In practice, most models are likely to have the same innermost parameter type (e.g. Tensor<Float>).

End-to-end example

Here's an end-to-end example adapted from tensorflow/swift-apis demonstrating parameter optimization for a simple XOR classifier.

public protocol Layer: Differentiable & KeyPathIterable
    where AllDifferentiableVariables: KeyPathIterable {
    ...
}

struct Classifier: Layer {
    var l1, l2: Dense<Float>
    init(hiddenSize: Int) {
        l1 = Dense<Float>(inputSize: 2, outputSize: hiddenSize, activation: relu)
        l2 = Dense<Float>(inputSize: hiddenSize, outputSize: 1, activation: relu)
    }
    @differentiable
    func call(_ input: Tensor<Float>) -> Tensor<Float> {
        let h1 = l1(input)
        return l2(h1)
    }
}
var classifier = Classifier(hiddenSize: 4)
let optimizer = Adam<Classifier, Float>(learningRate: 0.02)
let x: Tensor<Float> = [[0, 0], [0, 1], [1, 0], [1, 1]]
let y: Tensor<Float> = [[0], [1], [1], [0]]

for _ in 0..<3000 {
    let 𝛁model = classifier.gradient { classifier -> Tensor<Float> in
        let ŷ = classifier(x)
        return meanSquaredError(predicted: ŷ, expected: y)
    }
    // Parameter optimization here!
    optimizer.update(&classifier.allDifferentiableVariables, along: 𝛁model)
}

// After training, check prediction vs. expected output.
let ŷ = classifier.inferring(from: x)
print(ŷ)
// [[2.2782544e-05], [0.99999344], [0.99999225], [2.4871624e-06]]
print(y)
// [[0.0], [1.0], [1.0], [0.0]]

Evolution from previous design

The previous design for parameter update in Swift centered around a parameter aggregate representation based on the ParameterAggregate protocol, defined below:

/// A type representing an aggregate of parameters.
public protocol ParameterAggregate {
    /// The parameter type.
    associatedtype Parameter

    /// Update parameters with their gradient values, using an updater function.
    mutating func update(
        withGradients gradients: Self,
        _ updater: (inout Parameter, Parameter) -> Void
    )
}

We quickly found that the ParameterAggregate is not sufficiently general for defining general optimizers: ParameterAggregate is limited to a single parameter type, and the update function is limited to updating parameters given one instance of gradients and cannot handle additional auxiliary variables.

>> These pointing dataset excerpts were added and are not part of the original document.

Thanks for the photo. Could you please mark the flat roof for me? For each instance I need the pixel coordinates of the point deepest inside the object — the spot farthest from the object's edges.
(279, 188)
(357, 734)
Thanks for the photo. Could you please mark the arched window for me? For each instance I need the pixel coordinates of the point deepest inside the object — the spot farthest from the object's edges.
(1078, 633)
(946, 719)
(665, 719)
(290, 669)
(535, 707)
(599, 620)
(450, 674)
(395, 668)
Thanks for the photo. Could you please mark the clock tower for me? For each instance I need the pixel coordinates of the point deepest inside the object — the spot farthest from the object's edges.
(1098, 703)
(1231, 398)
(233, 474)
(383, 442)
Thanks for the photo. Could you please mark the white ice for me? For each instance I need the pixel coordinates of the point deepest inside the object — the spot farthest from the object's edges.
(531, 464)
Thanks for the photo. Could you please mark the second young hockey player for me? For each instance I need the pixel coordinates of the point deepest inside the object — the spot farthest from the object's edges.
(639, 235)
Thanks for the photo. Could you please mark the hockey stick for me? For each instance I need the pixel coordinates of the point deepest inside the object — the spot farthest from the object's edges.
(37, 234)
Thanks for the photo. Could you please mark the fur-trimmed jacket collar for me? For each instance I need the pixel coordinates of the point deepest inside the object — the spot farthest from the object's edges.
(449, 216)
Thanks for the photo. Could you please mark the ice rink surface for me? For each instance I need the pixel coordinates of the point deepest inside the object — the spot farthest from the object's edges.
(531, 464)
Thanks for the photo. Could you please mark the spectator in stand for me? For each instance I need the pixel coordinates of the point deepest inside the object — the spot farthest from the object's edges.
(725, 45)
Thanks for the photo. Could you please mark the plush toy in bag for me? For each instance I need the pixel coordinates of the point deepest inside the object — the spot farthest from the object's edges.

By comparison, the new design with KeyPathIterable and Differentiable is more general. KeyPathIterable solves the core problem of parameter update by enabling joint iteration/mutation over all nested parameters of a particular. Compiler synthesis of the Differentiable.AllDifferentiableVariables struct enables parameters and their gradients to have the same type and work with the same key paths.